Por tanto, a Flash le corresponde una reflexión cónsona con el tono dramático y gótico de la empresa, al priorizar el relato de un Flash, que como el Superman 3, se encuentra con su versión bizarra y autodestructiva, producto de las alteraciones del tiempo.

A los golpes, el chico aprende una dura lección de madurez. Una lección que atañe a la generación de relevo y al espectro centennial que encarna Flash: hay problemas humanos que no tienen solución, como la muerte. Y la idea de edulcorarla, de negarla, solo genera caos y apocalipsis, como un efecto mariposa.

De ahí que ello afecte la forma del filme. No en balde, el viaje en el tiempo de Flash se deforma en la pantalla, como un bucle maldito de referencias, donde los ángeles de la DC devienen en demonios y monstruos, con un curioso CGI de Deep fake.

Me late que así, Flash nos dice que la revisión que acomete la inteligencia artificial, acerca del pasado, tampoco es una alternativa fiable en el orden de lo artístico.

En todo caso, las reproducciones retornan un tanto como pesadilla, al modo de homenajes de clausura.

Por ende, debemos aceptar el fallecimiento del Batman de Keaton, su normal paso del tiempo.

Flash va entendiendo la vuelta del destino, y lo despide como corresponde.

Igual a su madre, en un sensible tributo.

Por consiguiente, DC a través de su nueva película, nos afirma su intención contemporánea de conmemorar su historia, en una celebración digna de sus fans.

Es la única forma de cicatrizar las heridas de la actualidad, en un mundo roto y polarizado, dividido entre bandos bélicos.

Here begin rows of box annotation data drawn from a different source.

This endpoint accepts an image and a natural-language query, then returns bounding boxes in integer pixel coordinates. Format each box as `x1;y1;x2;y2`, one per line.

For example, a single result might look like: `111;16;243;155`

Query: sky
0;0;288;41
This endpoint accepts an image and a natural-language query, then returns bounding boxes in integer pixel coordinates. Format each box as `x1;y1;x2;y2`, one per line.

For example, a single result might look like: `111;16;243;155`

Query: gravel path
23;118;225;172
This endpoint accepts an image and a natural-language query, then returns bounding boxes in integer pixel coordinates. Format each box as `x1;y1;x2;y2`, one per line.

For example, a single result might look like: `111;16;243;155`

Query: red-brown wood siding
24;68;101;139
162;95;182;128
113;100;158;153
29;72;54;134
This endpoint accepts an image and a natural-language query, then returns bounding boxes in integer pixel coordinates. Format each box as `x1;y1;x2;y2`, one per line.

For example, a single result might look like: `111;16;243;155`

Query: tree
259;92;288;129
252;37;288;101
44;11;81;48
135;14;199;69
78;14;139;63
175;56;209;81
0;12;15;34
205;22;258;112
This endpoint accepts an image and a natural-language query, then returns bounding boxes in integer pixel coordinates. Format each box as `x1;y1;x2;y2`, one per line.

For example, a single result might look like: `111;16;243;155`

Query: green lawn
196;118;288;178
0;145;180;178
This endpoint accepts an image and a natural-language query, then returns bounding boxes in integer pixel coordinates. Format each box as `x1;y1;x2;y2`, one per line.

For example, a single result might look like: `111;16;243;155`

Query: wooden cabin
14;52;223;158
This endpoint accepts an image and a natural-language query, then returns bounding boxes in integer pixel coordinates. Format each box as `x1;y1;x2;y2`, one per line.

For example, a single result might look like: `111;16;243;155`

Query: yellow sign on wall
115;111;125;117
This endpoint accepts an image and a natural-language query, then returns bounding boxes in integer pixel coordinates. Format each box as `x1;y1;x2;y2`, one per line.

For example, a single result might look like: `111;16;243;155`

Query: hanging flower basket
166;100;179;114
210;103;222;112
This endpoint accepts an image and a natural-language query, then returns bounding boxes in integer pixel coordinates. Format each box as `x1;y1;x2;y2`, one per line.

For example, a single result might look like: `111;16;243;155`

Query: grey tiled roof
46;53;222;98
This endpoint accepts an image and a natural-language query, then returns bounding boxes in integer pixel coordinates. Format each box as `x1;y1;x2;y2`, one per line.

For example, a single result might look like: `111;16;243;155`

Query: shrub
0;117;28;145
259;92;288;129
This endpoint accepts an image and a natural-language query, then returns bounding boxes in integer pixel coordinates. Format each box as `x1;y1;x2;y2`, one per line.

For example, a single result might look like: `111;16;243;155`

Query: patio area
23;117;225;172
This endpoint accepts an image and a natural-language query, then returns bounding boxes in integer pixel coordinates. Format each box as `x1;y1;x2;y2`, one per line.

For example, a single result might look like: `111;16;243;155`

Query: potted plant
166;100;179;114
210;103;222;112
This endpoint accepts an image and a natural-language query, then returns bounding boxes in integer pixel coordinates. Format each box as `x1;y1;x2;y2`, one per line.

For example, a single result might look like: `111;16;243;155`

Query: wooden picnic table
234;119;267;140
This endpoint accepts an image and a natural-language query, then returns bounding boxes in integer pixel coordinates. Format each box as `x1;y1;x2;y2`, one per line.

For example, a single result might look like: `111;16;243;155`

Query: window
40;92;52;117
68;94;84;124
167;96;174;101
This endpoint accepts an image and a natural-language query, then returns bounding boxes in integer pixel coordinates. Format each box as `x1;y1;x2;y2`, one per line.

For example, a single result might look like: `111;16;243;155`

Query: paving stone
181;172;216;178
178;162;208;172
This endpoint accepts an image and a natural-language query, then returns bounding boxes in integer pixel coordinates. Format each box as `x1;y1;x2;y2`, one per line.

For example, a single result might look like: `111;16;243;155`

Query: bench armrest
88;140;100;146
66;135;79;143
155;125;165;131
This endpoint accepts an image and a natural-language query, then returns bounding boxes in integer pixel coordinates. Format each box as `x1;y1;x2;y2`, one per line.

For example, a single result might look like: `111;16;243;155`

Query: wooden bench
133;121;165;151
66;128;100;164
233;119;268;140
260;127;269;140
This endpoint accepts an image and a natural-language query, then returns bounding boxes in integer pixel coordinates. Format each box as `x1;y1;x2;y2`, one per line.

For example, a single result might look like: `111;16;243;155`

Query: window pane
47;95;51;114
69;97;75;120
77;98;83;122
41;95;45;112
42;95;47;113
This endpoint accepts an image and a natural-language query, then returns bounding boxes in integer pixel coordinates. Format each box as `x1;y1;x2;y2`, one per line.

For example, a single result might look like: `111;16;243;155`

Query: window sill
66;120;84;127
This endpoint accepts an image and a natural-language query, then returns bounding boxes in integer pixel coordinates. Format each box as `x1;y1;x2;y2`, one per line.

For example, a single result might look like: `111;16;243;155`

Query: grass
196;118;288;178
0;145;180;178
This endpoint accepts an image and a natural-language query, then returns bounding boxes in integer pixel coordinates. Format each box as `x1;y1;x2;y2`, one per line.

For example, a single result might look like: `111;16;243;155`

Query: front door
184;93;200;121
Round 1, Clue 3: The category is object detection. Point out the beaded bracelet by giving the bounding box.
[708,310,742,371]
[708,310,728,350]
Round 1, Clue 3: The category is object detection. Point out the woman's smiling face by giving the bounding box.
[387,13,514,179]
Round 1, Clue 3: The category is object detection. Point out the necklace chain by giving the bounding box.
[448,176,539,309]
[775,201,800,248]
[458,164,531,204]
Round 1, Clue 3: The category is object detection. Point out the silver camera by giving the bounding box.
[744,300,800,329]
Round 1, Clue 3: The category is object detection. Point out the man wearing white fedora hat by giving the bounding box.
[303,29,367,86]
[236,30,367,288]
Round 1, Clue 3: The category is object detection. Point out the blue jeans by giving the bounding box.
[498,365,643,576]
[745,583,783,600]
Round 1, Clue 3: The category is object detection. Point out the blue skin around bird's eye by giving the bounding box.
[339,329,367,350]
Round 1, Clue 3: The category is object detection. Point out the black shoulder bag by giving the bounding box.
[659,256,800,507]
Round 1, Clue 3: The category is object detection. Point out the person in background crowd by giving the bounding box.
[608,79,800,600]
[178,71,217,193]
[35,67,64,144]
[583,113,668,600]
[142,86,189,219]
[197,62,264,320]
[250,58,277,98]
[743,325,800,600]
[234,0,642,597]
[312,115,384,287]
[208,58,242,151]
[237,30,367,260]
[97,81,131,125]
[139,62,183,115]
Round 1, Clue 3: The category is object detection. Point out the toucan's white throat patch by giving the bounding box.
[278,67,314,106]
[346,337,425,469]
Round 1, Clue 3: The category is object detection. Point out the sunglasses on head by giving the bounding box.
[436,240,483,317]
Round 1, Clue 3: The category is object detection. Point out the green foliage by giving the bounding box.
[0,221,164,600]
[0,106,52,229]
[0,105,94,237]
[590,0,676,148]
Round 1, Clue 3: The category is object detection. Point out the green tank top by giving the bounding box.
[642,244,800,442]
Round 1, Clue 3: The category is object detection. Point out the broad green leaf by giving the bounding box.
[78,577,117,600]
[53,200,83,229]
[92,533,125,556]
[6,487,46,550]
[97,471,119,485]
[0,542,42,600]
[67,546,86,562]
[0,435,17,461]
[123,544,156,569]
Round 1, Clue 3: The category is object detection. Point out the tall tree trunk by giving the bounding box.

Warner hizo Casablanca como defensa de la libertad ante el ascenso del fascismo, en pleca época de la segunda guerra. Por eso sigue vigente y fresca, en el comienzo de una bonita amistad que perdura.

Flash, en conclusión, va por un camino similar de reencuentro y superación de la culpa, de reconciliación del bando de los buenos que somos todos los que aborrecemos a dictadores como Putin.

Por algo los villanos del filme son rusos, dado que hemos regresado a una nueva guerra de bloques, más caliente que fría.

Flash nos indica que el auténtico mal se esconde en las agendas de la destrucción del planeta y de nuestros mitos fundantes.

De tal modo que hay que poner foco. No caer en un loop de depredación mutua y canibalismo interno de La Liga de la Justicia. Tender puentes, comunicarnos y pasar la página, tener un cierre.

Flash unifica los criterios de la DC, haciendo las paces entre el pasado y el presente.

Porque el Batman de Keaton merece contar su historia, como el Flash de Ezra Miller correr a la velocidad ansiosa que desee. Pero ojo, sin tropezarse. No olvidemos que Flash ahora también asimila que la lentitud tiene su belleza y arte, que no todo se consigue en un abrir y cerrar de ojos, pasando de un universo a otro, como en un scroll de TikTok.

Le agradezco a Umberto Eco darme herramientas para apreciar la grandeza que entraña un Flash sin apelar a criterios obtusos de una izquierda binaria, pasada de moda.